14 April 2019
It's a big sprawling concoction that perhaps only a composer's mother could love. That's the way we'd all been talking of it, from the orchestra and from the choir, but we'd come to love it as we understood it better ... or at least as we recognised its complexities and movements. Someone mentioned that the parts don't obviously fit together. Perhaps that's an explanation: certainly it was hard to play along with a recording; Lenny's role was central. But the outcome could be sublime. This is Vaughan Williams Symphony no.1 that talks of the sea and seafarers. It's turbulent and sea-like and it runs for 4 movements over ~70 minutes. The final movement alone is 30mins. We'll be unlikely to play it again and probably unlikely to hear it but it was great. Again, the ole "she'll be right on the night" came through. I could see it on Lenny's face towards the end, that sense of satisfaction with work done well. And the first half was similarly special: the Australian premiere of On the beach, a suite taken from the film score by Christopher Gordon. Sparse and intriguing and telling a story of tragedy that we are coming to understand in our climate changing days. And not just the premier but also the conductor in the building.

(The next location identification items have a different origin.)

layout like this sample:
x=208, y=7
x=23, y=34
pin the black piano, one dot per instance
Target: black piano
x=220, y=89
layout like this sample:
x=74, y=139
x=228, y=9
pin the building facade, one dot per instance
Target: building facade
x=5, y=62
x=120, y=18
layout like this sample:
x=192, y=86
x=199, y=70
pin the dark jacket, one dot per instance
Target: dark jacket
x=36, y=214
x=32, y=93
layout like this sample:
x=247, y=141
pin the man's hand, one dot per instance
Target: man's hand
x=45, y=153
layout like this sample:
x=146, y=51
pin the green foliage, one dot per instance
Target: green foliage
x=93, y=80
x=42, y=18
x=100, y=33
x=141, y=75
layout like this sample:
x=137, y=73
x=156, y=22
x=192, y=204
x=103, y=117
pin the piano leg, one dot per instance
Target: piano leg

Along with 130 players and choral singers and two vocal soloists of note on stage. This was a big show and overwhelmingly satisfying in full flight.

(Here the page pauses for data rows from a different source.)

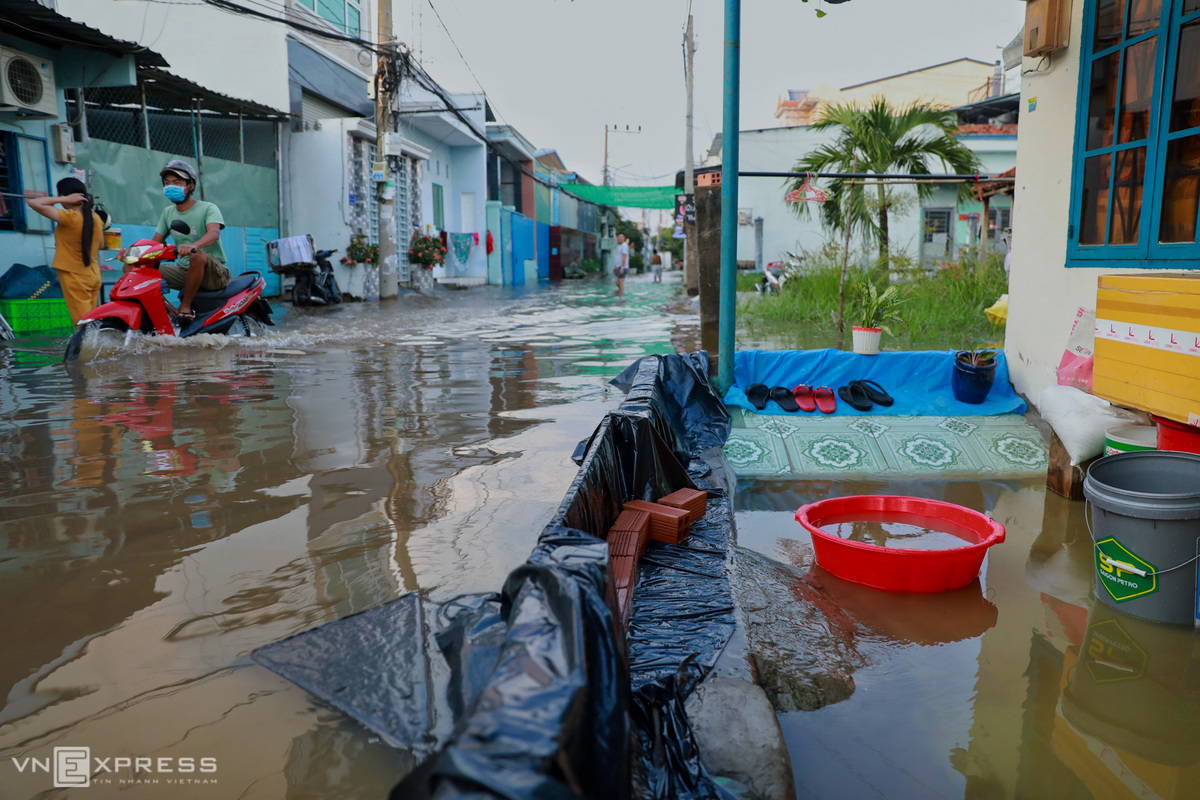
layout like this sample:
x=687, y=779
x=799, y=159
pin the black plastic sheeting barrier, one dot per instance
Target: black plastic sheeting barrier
x=549, y=699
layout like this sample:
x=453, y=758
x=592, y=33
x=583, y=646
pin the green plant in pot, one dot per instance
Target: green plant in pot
x=973, y=374
x=875, y=311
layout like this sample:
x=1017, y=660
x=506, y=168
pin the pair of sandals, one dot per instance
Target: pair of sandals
x=802, y=398
x=862, y=395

National Capital Orchestra and Canberra Choral Society performed Vaughan Williams Symphony no.1 and Christopher Gordon On the beach suite at Llewellyn Hall. Leonard Weiss (conductor); vocal soloists were Chloe Lankshear (soprano) and David Greco (baritone). Dan Walker (chorus master) prepared the CCS. The bass end was covered by Kate Murphy, Geoff Prime and Eric Pozza (basses).